Schon nach kurzer Zeit stand ich vor dem Portrait der fetten Dame. Rätselnd schaute ich sie an.
“Na los!“ ,giftete sie mich an. Weiterhin schaute ich sie einfach nur an. Dann machte sich leichtes Beschämen auf meinem Gesicht breit.
“Nein! Ohne Passwort kann ich dich nicht durchlassen!“ ,nahm sie mir gleich Antwort auf meine Frage vorweg.
“Aber ich habe es schon wieder vergessen!“ ,quengelte ich. Doch die fette Dame schien kein Erbarmen zu zeigen:
“Du kennst die Regeln, Kind. Ich kann nichts tun, ständig vergisst du das Passwort…“ Enttäuscht schaute ich sie an. Ich konnte es mir einfach nicht merken. Ich glaubte aber dass es irgendein Vogel war, oder?
“Flamingo?“ ,riet ich. Mit einem Schütteln des Kopfes erwiderte die Portraitdame:
“Du hast ein Gedächtnis wie ein Sieb…“. Schon fast mürrisch starrte ich sie an.
“Du weißt genau, dass ich da rein darf!“ ,meinte ich missmutig. Die Dame jedoch gab keine Antwort mehr. Unglücklich schaute ich mich um. Niemand weit und breit. Mit einem Seufzen ließ ich mich also nieder, darauf hoffend, dass bald jemand vorbeikäme.
“Sarah!“ ,rief mich eine Stimme und langsam öffnete ich meine Augen.
“Lizzy?“ ,fragte ich benommen und schaute in die Augen meiner Freundin. Jahrelang hatte ich sie nicht gesehen und so trieb es mir geradezu Tränen in die Augen sie mir nun gegenüber stehen zu sehen.
“Was machst du denn hier?“ ,kam es aus mir hervor. Sie schüttelte leicht den Kopf und sagte mit sanfter Stimme:
“Das Ende ist nah, das Ende ist nah. Bringe es zu Ende, bringe es zu Ende!“ Verwirrt starrte ich sie an.
“Bist du wirklich hier?“ ,fragte ich misstrauisch.
“Nein, Sarah. Aber reden werde ich trotzdem: BRINGE ES ZU ENDE, WAS DU BEGONNEN HAST!!!“ ,begann sie zu antworten und schrie am Ende. Vor Schreck kniff ich die Augen zusammen und als ich sie wieder öffnete, war Lizzy verschwunden.
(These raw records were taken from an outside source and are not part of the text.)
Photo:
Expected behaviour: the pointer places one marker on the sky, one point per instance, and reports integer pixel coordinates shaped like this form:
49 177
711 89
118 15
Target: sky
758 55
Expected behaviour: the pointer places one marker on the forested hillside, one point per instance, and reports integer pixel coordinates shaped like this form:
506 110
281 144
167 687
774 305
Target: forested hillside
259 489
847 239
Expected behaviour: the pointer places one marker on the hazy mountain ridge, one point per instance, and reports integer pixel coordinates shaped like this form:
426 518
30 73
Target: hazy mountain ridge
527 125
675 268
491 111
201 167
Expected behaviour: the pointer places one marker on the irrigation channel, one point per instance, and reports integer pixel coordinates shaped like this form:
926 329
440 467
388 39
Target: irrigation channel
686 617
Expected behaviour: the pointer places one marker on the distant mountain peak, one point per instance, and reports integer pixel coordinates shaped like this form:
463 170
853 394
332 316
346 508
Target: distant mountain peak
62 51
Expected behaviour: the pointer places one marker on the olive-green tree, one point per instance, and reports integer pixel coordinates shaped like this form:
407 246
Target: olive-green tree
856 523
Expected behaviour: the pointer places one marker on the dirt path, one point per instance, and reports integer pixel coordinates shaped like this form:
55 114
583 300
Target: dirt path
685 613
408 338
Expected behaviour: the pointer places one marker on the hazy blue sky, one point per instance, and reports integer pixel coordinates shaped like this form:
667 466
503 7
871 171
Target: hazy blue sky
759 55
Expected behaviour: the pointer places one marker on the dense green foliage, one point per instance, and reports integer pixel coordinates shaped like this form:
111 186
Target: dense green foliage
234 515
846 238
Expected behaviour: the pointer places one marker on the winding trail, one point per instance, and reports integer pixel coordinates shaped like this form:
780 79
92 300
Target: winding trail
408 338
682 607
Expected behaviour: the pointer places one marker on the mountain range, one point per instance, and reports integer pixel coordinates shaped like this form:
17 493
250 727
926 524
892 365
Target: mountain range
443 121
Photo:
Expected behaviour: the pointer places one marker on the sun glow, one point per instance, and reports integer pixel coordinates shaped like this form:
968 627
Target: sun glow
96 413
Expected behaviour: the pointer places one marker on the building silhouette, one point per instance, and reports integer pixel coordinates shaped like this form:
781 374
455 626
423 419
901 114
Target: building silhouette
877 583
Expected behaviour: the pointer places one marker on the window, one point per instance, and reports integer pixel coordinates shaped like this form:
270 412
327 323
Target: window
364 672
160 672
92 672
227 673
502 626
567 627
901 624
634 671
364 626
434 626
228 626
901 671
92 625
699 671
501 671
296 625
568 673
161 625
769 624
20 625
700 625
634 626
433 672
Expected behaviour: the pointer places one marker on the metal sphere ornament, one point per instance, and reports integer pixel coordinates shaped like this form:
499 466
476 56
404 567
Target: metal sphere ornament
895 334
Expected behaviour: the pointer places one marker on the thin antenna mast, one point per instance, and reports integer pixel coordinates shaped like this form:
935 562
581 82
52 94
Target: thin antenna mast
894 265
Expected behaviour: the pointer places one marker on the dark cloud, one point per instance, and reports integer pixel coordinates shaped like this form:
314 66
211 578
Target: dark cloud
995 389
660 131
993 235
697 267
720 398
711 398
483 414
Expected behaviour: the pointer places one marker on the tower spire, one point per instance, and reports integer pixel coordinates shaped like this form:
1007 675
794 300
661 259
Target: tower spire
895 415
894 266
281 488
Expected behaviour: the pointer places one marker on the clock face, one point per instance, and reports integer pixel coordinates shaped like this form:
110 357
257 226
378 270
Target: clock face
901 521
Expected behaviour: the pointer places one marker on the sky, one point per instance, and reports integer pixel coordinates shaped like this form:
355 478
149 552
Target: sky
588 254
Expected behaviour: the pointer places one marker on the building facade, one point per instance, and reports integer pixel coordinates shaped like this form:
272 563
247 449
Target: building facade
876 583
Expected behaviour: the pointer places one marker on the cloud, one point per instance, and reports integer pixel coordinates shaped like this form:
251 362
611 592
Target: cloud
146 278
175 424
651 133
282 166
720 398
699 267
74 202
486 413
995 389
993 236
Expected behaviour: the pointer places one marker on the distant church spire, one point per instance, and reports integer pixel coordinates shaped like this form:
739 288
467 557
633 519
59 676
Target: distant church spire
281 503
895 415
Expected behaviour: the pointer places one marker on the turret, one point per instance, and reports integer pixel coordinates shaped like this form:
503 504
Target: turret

“Kind, du bist eingeschlafen… Sieh, da hinten kommt eine Gryffindor“ ,meinte die fette Dame ein wenig mitleidig. Irritiert suchte mein Blick den Flur ab und als ich die 4.Klässlerin entdeckte, erhob ich mich und schaute sie verlegen an.
“Das Passwort wieder?“ ,fragte sie leicht genervt, woraufhin ich ihr mit einem stillen Nicken folgte, als sie der Dame dieses nannte. Phönixfeder!
Schnell hastete ich durch den Gemeinschaftssaal zu den Schlafsälen. Ich war nicht sehr scharf darauf, auf die vielen Wesen dort zu treffen. Im Schlafsaal angekommen, machte ich mich sofort fürs Bett fertig und kuschelte mich in die warme Decke. Nachdenklich starrte ich mein Tagebuch, welches auf dem Nachttisch lag an. Es schrie geradezu nach einem Eintrag. Ich sollte zumindest die Begegnung mit Lizzy eintragen, oder? Aber was wollte sie mir mitteilen? Verunsichert lag ich da. Worte einer so nahen und vermissten Freundin saßen tief. Was hatte sie mir mitteilen wollen? Zögerlich griff ich nach einem Stift und dem Tagebuch.